From the Front Lines
A word from Kate Barnhart
Director, New Alternatives
If you look at an LGBTQ+ homeless youth program on paper, at the numbers of meals served or the train fare handed out or the pairs of socks distributed, it would look like what we do is very tangible, focused on the necessities of daily life. And that's part of it. Keeping people alive means feeding them, and keeping them warm, even when that means staying open all night during the bitter cold of NYC winters.
But that alone is not enough. We can't just meet the physical needs of our LGBTQ+ youth; we also have to provide something that is in very short supply these days as the forces of hate spread across the country. In order to stay alive, to keep struggling through challenge after challenge, to keep on taking the next step, people need hope.
I can't order hope in bulk, like the cases of condoms that show up in boxes on the doorstep. We have to build it, kindle it like the tiniest flame, protected from the wind in a cupped hand. We build it by creating a community, by creating an eccentric extended family where all are welcome no matter how queer, how trans, how loud, how different. We create our family out of layers of clients, and slightly older clients, and clients who got older and joined the staff, and the adult staff, and the volunteers, and all the people who send us money or toothbrushes or winter coats.

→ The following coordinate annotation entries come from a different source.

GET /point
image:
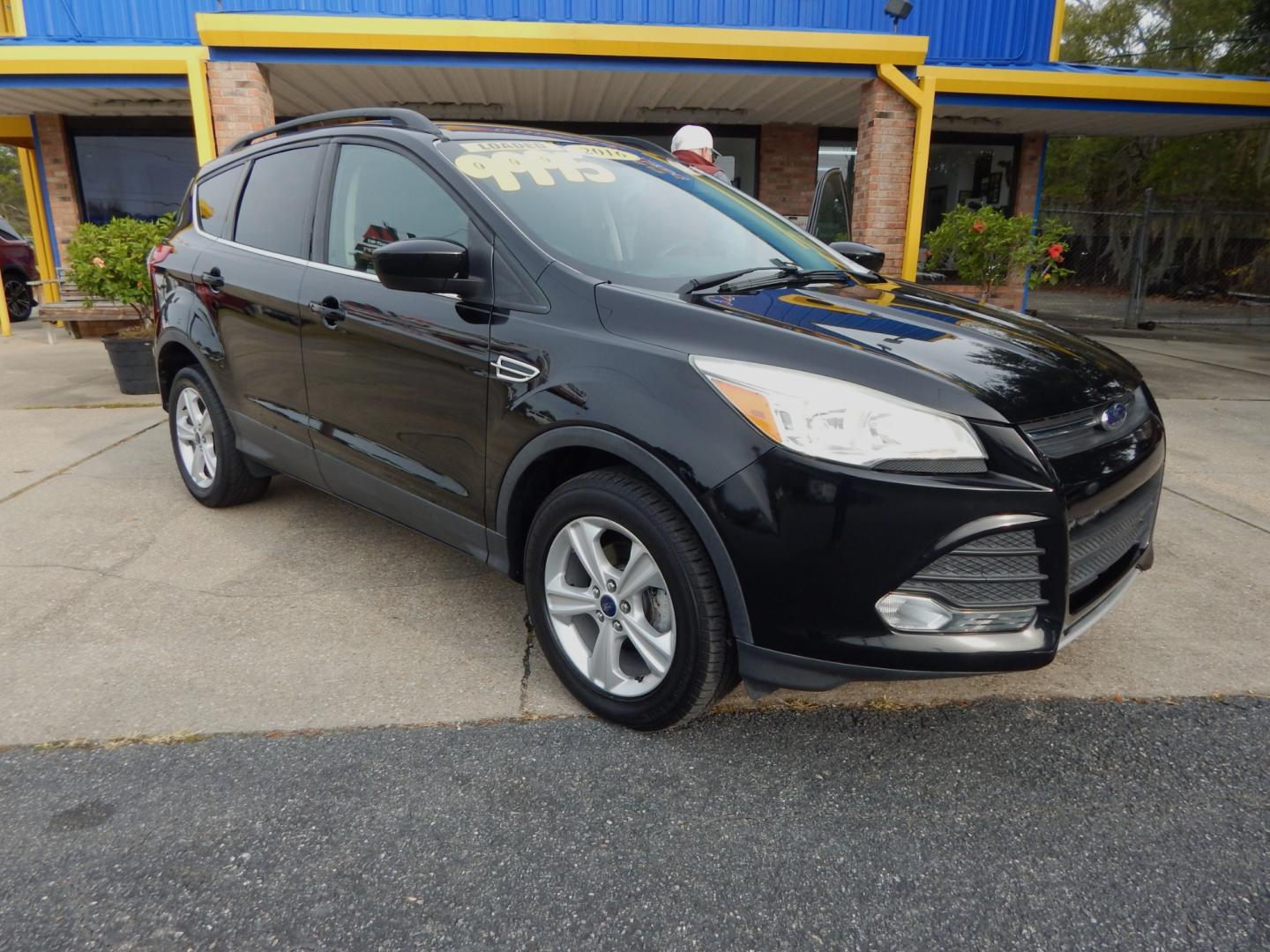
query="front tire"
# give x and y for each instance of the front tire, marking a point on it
(17, 296)
(202, 439)
(626, 603)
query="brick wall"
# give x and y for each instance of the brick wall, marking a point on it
(884, 163)
(787, 167)
(242, 100)
(63, 196)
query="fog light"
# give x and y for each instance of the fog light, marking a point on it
(923, 614)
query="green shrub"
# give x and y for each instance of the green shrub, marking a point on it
(108, 262)
(986, 247)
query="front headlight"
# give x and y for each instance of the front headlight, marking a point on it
(836, 420)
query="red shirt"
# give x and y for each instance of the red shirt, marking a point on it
(696, 161)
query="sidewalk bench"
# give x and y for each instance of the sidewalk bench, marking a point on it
(81, 322)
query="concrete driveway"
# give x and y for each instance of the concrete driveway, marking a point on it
(126, 608)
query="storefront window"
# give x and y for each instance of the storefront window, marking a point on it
(138, 175)
(969, 175)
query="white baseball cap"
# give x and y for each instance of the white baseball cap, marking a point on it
(692, 138)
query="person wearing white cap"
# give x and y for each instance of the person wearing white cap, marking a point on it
(693, 145)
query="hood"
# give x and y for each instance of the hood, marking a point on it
(1021, 367)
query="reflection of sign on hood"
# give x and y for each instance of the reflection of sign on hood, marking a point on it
(375, 238)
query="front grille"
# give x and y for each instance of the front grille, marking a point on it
(1065, 435)
(1102, 539)
(992, 571)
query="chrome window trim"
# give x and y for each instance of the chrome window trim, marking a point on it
(267, 253)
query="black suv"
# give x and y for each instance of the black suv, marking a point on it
(712, 447)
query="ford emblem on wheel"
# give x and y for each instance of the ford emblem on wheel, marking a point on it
(713, 449)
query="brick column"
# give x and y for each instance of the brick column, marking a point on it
(55, 150)
(1027, 183)
(787, 167)
(884, 161)
(242, 100)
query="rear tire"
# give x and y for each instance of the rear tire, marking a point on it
(202, 439)
(625, 602)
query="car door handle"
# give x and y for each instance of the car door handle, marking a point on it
(329, 310)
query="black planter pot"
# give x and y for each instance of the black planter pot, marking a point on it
(132, 360)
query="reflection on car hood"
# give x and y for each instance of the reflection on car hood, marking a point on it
(1021, 367)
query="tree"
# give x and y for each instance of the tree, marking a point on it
(1229, 169)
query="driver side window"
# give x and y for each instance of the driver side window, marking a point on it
(380, 197)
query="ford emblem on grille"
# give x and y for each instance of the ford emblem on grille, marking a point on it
(1113, 417)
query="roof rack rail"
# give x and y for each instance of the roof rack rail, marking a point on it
(401, 118)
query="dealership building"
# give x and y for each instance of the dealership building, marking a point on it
(115, 103)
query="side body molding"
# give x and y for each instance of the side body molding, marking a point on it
(666, 480)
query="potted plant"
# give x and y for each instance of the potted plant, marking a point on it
(984, 248)
(108, 263)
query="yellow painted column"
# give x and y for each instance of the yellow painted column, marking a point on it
(917, 178)
(921, 95)
(40, 236)
(1056, 40)
(201, 106)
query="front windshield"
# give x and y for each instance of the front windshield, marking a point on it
(628, 216)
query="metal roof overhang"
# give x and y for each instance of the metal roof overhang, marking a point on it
(565, 89)
(559, 71)
(1088, 117)
(95, 95)
(1068, 100)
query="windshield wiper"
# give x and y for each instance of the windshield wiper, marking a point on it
(788, 277)
(716, 279)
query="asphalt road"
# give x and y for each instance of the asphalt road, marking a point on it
(1047, 825)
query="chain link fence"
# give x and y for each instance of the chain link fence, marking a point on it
(1143, 264)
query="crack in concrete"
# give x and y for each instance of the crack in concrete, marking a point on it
(1192, 360)
(1220, 512)
(525, 674)
(79, 462)
(297, 593)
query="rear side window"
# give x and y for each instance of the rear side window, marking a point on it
(273, 210)
(216, 198)
(383, 197)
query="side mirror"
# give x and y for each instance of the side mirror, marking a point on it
(865, 256)
(430, 265)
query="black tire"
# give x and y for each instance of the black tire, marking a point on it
(704, 663)
(17, 296)
(231, 482)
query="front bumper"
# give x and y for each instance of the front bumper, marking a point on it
(764, 669)
(816, 546)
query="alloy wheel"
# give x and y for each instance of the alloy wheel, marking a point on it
(609, 605)
(17, 297)
(196, 438)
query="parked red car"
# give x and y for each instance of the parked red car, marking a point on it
(18, 267)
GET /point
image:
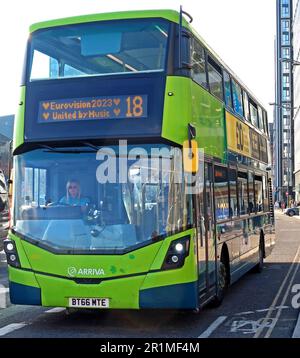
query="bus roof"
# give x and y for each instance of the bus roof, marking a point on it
(171, 15)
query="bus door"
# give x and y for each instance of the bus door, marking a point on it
(206, 245)
(210, 225)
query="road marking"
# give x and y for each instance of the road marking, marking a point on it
(270, 330)
(56, 310)
(11, 327)
(274, 303)
(288, 230)
(261, 310)
(296, 333)
(250, 327)
(213, 327)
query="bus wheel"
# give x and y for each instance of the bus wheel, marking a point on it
(223, 280)
(259, 267)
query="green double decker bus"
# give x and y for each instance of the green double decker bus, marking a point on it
(140, 167)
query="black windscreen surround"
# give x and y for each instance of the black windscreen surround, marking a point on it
(114, 106)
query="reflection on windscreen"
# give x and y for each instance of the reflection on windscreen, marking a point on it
(99, 48)
(61, 202)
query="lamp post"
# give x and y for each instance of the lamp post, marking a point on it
(286, 190)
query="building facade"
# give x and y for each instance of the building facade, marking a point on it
(284, 104)
(296, 73)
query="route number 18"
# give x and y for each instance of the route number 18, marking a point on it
(134, 106)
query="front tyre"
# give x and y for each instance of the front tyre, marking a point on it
(223, 279)
(259, 267)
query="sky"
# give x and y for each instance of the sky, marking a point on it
(241, 32)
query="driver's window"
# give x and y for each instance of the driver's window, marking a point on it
(34, 189)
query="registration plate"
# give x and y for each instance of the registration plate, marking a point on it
(89, 302)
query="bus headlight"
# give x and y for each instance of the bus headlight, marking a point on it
(177, 252)
(11, 253)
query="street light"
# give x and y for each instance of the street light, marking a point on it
(293, 62)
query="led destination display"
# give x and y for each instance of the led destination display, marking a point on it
(93, 108)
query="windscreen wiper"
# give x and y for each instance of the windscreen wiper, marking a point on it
(65, 151)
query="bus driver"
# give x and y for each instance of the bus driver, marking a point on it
(73, 195)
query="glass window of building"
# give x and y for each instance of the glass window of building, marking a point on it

And into this big eclectic family of people weaving strands of hope into a net to catch those who are falling, came Ernst and his camera. Outsiders don't always get it. Sometimes they are taken aback or pitying or want to reduce the young people to children and take away their complexity. But Ernst just added himself to the busy chaos, using his acceptance and lack of judgment to gain trust. That trust, in turn, allowed him to capture not just the two-dimensional images of the young people, but also their courage, and their creativity when faced with obstacles, and also their hope.
These days, queer hope and queer lives are resistance in the face of forces that want to erase us and so many others. May this book be a reminder that we were—we are—here.